我的朋友和我正在使用海龟进行Python游戏。我们的问题在于它定义海龟的部分。我们正试图加速每只乌龟,但是当我们这样做时,默认速度会运行。为什么会出现这个问题?
import turtle
turtle.setup(1000,1000)
wn=turtle.Screen()
wn.title("Snake Game!")
#defines first turtle
t1=turtle.Turtle()
t1.pensize(2)
t1.speed(3)
t1.penup()
t1.goto(0,100)
t1.color("blue", "blue")
t1.pendown()
#defines second turtle
t2=turtle.Turtle()
t2.pensize(2)
t2.speed(3)
t2.penup()
t2.goto(0,-100)
t2.color("red", "red")
t2.pendown()
#defines outline
ol=turtle.Turtle()
ol.pensize(2)
ol.speed(7)
ol.penup()
ol.goto(450,0)
ol.color("black", "black")
ol.pendown()
ol.left(90)
ol.forward(300)
ol.left(90)
ol.forward(900)
ol.left(90)
ol.forward(600)
ol.left(90)
ol.forward(900)
ol.left(90)
ol.forward(300)
ol.hideturtle()
#defines score
score1=int(2)
score2=int(2)
def motion():
global move, score1, score2
move = True
path1 = []
path2 = []
#prints score
print("Player 1's score is", str(score1)+"!")

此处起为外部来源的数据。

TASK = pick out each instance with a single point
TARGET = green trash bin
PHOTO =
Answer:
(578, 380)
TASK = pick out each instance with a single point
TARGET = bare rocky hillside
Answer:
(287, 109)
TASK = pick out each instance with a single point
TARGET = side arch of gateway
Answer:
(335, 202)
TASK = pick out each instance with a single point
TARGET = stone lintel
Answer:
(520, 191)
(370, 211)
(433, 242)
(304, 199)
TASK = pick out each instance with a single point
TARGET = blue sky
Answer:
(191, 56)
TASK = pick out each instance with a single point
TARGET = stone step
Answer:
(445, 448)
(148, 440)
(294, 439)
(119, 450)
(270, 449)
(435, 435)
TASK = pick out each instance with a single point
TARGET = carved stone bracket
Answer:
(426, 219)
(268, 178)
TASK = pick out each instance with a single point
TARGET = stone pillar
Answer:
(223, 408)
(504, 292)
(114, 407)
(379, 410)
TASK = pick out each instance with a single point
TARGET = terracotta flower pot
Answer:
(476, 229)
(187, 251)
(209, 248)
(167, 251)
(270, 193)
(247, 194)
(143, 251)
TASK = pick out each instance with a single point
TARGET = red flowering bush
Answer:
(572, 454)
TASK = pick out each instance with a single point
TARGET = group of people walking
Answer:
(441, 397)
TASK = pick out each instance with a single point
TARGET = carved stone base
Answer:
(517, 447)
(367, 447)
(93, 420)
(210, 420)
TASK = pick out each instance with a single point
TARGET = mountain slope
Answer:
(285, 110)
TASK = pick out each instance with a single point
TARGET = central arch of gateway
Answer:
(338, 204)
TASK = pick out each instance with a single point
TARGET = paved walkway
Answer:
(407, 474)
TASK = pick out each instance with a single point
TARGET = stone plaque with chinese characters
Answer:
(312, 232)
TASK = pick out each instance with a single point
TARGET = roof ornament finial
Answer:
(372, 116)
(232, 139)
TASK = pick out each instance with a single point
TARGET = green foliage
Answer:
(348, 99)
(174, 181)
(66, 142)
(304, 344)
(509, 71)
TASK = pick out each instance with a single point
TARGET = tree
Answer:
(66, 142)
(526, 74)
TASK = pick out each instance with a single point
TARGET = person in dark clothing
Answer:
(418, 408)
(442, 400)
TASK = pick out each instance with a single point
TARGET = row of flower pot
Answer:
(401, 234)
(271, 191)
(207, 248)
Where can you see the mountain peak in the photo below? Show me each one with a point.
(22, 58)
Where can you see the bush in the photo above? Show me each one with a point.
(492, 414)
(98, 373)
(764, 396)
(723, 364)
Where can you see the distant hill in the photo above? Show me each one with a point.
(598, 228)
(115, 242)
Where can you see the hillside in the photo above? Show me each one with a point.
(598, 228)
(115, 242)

print("Player 2's score is", str(score2)+"!")
#defines motion
while move == True:
global pos1x, pos2x
t1.forward(1)
t2.forward(1)
pos1x = int(t1.xcor())
pos1y = int(t1.ycor())
t1xy = (pos1x, pos1y)
pos2x=int(t2.xcor())
pos2y=int(t2.ycor())
t2xy=(pos2x,pos2y)
path1.append(t1xy)
path2.append(t2xy)
#calculates score1
if t1xy in path2:
score1=int(score1-1)
print("")
print("Player 1's score is", str(score1)+"!")
print("Player 2's score is", str(score2)+"!")
t1.clear()
path1 = []
t2.clear()
path2 = []
t1.penup()
t1.goto(0,100)
t1.pendown()
t2.penup()
t2.goto(0,-100)
t2.pendown()
move = False
if score1==0:
print("Player 2 wins!")
exit()
else:
move==True
#calculates score2
if t2xy in path1:
score2=int(score2-1)
print("")
print("Player 1's score is", str(score1)+"!")
print("Player 2's score is", str(score2)+"!")
t2.clear()
path2 = []
t1.clear()
path1 = []
t2.penup()
t2.goto(0,-100)
t2.pendown()
t1.penup()
t1.goto(0,100)
t1.pendown()
move = False
if score2==0:
print("Player 1 wins!")
exit()
else:
move==True
#borders
if pos1x > 450:
t1.left(135)
if pos2x > 450:
t2.left(135)
if pos1x < -450:
t1.left(135)
if pos2x < -450:
t2.left(135)
if pos1y > 300:
t1.left(135)
if pos2y > 300:
t2.left(135)
if pos1y < -300:
t1.left(135)
if pos2y < -300:
t2.left(135)
#defines controls
def left():
t1.speed(500)
t1.left(45)
t1.speed(3)
def right():
t1.speed(500)
t1.right(45)
t1.speed(3)
def backwards():
t1.left(180)
def stop():
global move
move = False
t1.forward(0)
t2.forward(0)
def left2():
t2.speed(500)
t2.left(45)
t2.speed(3)
def right2():
t2.speed(500)
t2.right(45)
t2.speed(3)
def backwards2():
t2.left(180)
def motion2():
move = True
path1 = []
path2 = []
#onkeys
wn.onkey(left2, "Left")
wn.onkey(right2, "Right")
wn.onkey(backwards2, "Down")
wn.onkey(left, "a")
wn.onkey(right, "d")
wn.onkey(backwards, "s")
wn.onkey(motion, "t")
wn.onkey(stop, "y")
wn.onkey(motion2, "p")
wn.listen()
wn.mainloop()
答案 0 :(得分:4)
你想在这里发生什么?
def left():
t1.speed(500)
t1.left(45)
t1.speed(3)
将速度设置为10(快速)会将其设置为0(最快)。并且一旦操作完成,您就将其设置为3(慢)。
据我所知,你可以暂时加快海龟的活动速度,例如: left()但要让海龟以慢的速度离开,以便从中受益的操作,例如: motion()
我建议您撤出所有speed()来电并重新考虑,最好使用字符串参数&#34;最慢&#34;,&#34;慢&#34;,&#34 ;正常&#34;,&#34;快速&#34; &安培; &#34;最快&#34;帮助记录您正在做的事情并避免超出范围。
答案 1 :(得分:0)
如果它像改变海龟速度一样简单:
turtle.speed(number)
龟是海龟的名字,例如。 TestTurtle
号码可以是1到10,也必须是整数。您不能将4.7作为数字。
将其设置为10以上将导致速度无效。
答案 2 :(得分:0)
将乌龟速度设置为10以上没有任何意义。 如果不使用动画,则将速度设置为0:speed(0)。否则请使用speed(10)。
答案 3 :(得分:0)
问题是—— t1.forward(1) t2.forward(1) 这是瓶颈。如果你增加这些值,那么它会加速,但你会错过碰撞检查。